Alguns cientistas usam o termo “antropoceno” para descrever esse período da história do Planeta no qual o ser humano se tornou a força impulsionadora da degradação ambiental e o vetor de ações que são catalisadoras de uma provável catástrofe ecológica. Nas palavras da jornalista Sucena Shkrada Resk, “… estamos em um front que expõe as vísceras de modelos carcomidos de desenvolvimento”.
O desprezo pela infraestrutura sanitária que daria retaguarda à saúde pública para o bem-estar equilibrado da saúde ambiental e o desapreço pela conservação ambiental – pressuposto para o equilíbrio ecossistêmico – se colocam como determinantes de uma possível catástrofe. Isso porque apesar da maior vulnerabilidade de idosos e de pessoas que sofrem de diversas patologias, “ninguém escapa da possibilidade de ser acometido pelas complicações severas da doença, em qualquer idade”, nos alerta a jornalista.
Estamos no olho do furacão e a previsão é de que a curva ascendente da doença ainda persista por muito tempo. No dia 07 de março de 2020, tínhamos 106.055 pessoas infectadas e havia morrido 3.598 em todos os países.

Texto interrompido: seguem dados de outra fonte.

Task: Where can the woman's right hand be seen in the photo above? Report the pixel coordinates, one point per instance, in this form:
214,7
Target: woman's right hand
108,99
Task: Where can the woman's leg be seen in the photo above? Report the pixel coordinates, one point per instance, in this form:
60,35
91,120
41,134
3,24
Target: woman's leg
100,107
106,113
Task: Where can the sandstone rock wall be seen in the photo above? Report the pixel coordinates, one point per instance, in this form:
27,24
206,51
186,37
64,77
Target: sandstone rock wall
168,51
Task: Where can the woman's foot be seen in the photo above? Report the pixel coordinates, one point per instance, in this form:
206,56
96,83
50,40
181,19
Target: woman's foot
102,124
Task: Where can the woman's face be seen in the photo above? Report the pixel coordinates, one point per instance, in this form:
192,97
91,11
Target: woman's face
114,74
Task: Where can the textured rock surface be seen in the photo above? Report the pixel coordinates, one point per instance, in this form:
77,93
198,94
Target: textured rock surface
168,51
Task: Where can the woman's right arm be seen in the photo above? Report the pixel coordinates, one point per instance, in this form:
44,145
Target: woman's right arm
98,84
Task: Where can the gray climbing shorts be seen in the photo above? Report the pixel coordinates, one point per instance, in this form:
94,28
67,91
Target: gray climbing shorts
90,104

Trinta dias depois, em 06 de abril, registrava-se 1.319.017 de pessoas infectadas ou seja um aumento de 1.244%. Há um mês, havia falecido 3.598 pessoas e nessa última segunda-feira, registrava-se 74.558 mortes, um aumento de 2.072%.
Por outro lado, a necessidade forçada de isolamento social decorrente da pandemia está mostrando ao mundo novas prioridades (que deveriam ser as prioridades de sempre), nos empurrando para um mundo mais solidário e fazendo com que todos percebam a importância de uma administração mais racional de nossa “casa comum”. Ainda nas palavras de Sucena Resk, “…este ‘chacoalhão’ no Planeta, com as quarentenas, está demonstrando que quando desaceleramos no desmatamento, na emissão de poluentes pelos combustíveis fósseis, o meio ambiente começa a se regenerar. Há uma melhora literal do clima. Mas com certeza ninguém quer que isso aconteça por causa de uma pandemia, mas da conscientização”.
Nesse sentido, temos a contribuição do sociólogo e economista José Eustáquio Diniz Alves ao apontar que “os teóricos do decrescimento econômico e do decrescimento demoeconômico consideram que deve haver uma redução das atividades antrópicas no longo prazo de maneira planejada”, reduzindo atividades poluidoras e queima de combustíveis fósseis, assim como o consumo de carne, além do incentivo às energias renováveis e de baixo carbono.
Recentemente, ao participar de uma conferência online promovida pelo economista e ex-banqueiro, Eduardo Moreira, o teólogo Leonardo Boff também nos guia pelas mesmas reflexões ao indagar sobre qual o sentido da nossa vida e qual o sentido que vamos dar para nossa história. Para ele, de certo modo essa crise é “benéfica pois nos obriga a um novo caminho de sobrevivência com mais solidariedade e mais compaixão”. Numa possível síntese da participação de Leonardo Boff nessa conferência, podemos afirmar junto com ele que devemos nos tornar cada vez mais seres de solidariedade, pois habitamos a mesma casa comum. Devemos entender a ordem do Criador no livro de Gênesis e administrar com sabedoria essa casa, usando o dinheiro para salvar vidas humanas mas também preservar a natureza que nos dá vida, deixando para as futuras gerações uma Terra viável e purificada.